Quand j'étais petit et que je ressentais de la crainte dans n'importe quelle situation, mon père intervenait toujours, à sa façon, pour me rassurer.
Il avait une manière toute à lui de relativiser les évènements afin de me faire penser à autre chose, afin d'apaiser et faire disparaitre mes peurs.
- Papa, ya une bête bizarre sous ma chambre!
- Où ça?
- J'sais pas trop, j'crois que c'est là, en d'sous!
- Bon, tu sais c'que tu vas faire? Tu vas mettre tes deux mains sur ta tête et crier: "la bête est en d'sous, la bête est en d'ssous"!
Ca marchait drôlement bien!
A d'autres moments, quand je me retrouvais avec lui, face à des chiens agités et turbulents, donnant de grand coup de langue baveuse et aboyant tellement qu'ils en vomissaient leurs poumons, je me cachais derrière ses jambes puissantes et robustes.
Je m'y sentais en sécurité même si j'avais quand même un peu la trouille...Le sentant sûrement, mon père tentait de me tranquiliser par ces termes:
- T'inquiète pas! C'est pas la p'tite bête qui mangera la grosse!
Mais dans ces cas là, il persistait toujours une petite flippe, même minuscule, qui, d'un coté, m'empêchait d'atteindre la sérénité et de l'autre, m'obligeait à devoir me satisfaire que d'un mieux aussi gros fut-il!
Oui, à ma place, il me paraissait futil ce mieux car il m'empêchait de sortir du système du tout ou rien où l'on passe de la peur à la sérénité, sans chichi, sans copeaux. Comme dit ma mère:
- C'est net et c'est carré!
Aujourd'hui, j'ai essayé au mieux de rassurer ma petite fille de quinze mois quand elle a enfoncé ses petites griffes dans mes chairs à la vue d'un gros cheval dont le hennissement m'a également fait frémir:
- C'est impressionnant ce gros animal hein? C'est ça façon de parler! Rassure-toi, il est gentil!
- Ouaoua? Fit-elle, plus détendue.
- Oui, c'est un cheval ou une jument...attends voir...Ah oui!
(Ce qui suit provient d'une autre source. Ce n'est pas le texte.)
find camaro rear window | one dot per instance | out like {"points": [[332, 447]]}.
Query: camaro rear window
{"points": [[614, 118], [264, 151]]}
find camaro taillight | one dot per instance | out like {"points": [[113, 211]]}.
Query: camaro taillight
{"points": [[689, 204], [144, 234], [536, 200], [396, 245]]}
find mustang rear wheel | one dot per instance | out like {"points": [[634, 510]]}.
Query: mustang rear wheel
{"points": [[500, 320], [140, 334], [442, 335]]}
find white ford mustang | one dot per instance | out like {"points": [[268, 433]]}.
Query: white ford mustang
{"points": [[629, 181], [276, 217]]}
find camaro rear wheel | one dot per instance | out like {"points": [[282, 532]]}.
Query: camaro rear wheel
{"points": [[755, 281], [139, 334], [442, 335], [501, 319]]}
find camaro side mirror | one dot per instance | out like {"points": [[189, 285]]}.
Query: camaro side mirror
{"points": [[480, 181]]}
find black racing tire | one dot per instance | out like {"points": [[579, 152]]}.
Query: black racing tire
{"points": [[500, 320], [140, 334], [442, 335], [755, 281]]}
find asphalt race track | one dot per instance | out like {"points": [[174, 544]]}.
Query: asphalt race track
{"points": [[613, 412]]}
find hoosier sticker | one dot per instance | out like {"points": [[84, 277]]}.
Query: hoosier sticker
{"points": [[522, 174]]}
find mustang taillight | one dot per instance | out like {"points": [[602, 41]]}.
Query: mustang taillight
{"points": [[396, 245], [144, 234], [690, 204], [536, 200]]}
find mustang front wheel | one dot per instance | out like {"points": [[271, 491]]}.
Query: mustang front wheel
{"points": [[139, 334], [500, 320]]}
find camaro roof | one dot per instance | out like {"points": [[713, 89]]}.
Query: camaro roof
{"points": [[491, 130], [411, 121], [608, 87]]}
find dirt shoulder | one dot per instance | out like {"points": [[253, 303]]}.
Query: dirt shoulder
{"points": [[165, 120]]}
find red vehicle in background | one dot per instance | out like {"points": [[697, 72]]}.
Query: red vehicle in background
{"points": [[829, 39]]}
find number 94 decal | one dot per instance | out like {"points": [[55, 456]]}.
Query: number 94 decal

C'est un sacré cheval même!
Ma petite qualifie tous les animaux qu'elle rencontre ou qu'elle paerçois de la loin ou de prêt par ce fameux "ouaoua".
Il y a pas si longtemps, lors d'un pique-nique en Corse, elle s'égosillait tant qu'elle pouvait, voulant attirer notre attention:
- Ouaoua!! Ouaoua!!
- Ben? Ou ça? Lui a t-on tous demandé. Nous on voyait que dalle!
Puis, grâce à son petit doigt pointé vers le sol, nous nous sommes aperçus, que nous étions envahis de fourmis.
Ma femme s'est mise à hurler gentiment:
- Putain des fourmis! Faut qu'on s'barre!
J'ai choisi cet instant opportun pour lancer la fameuse:
- Mais détends toi! C'est pas la p'tite bête qui va manger la grosse!
Cela nous a fait beaucoup rire. Puis, pour revenir à notre petit pain béni, nous fûmes estomaqués devant sa vue perçante.
En fait, comme nous l'a si bien fait remarqué ma belle mère, du haut de son 0,80 mètre, elle a les yeux beaucoup plus prêt du sol que nous! Normal qu'elle les ai remarqué les fourmis avant nous!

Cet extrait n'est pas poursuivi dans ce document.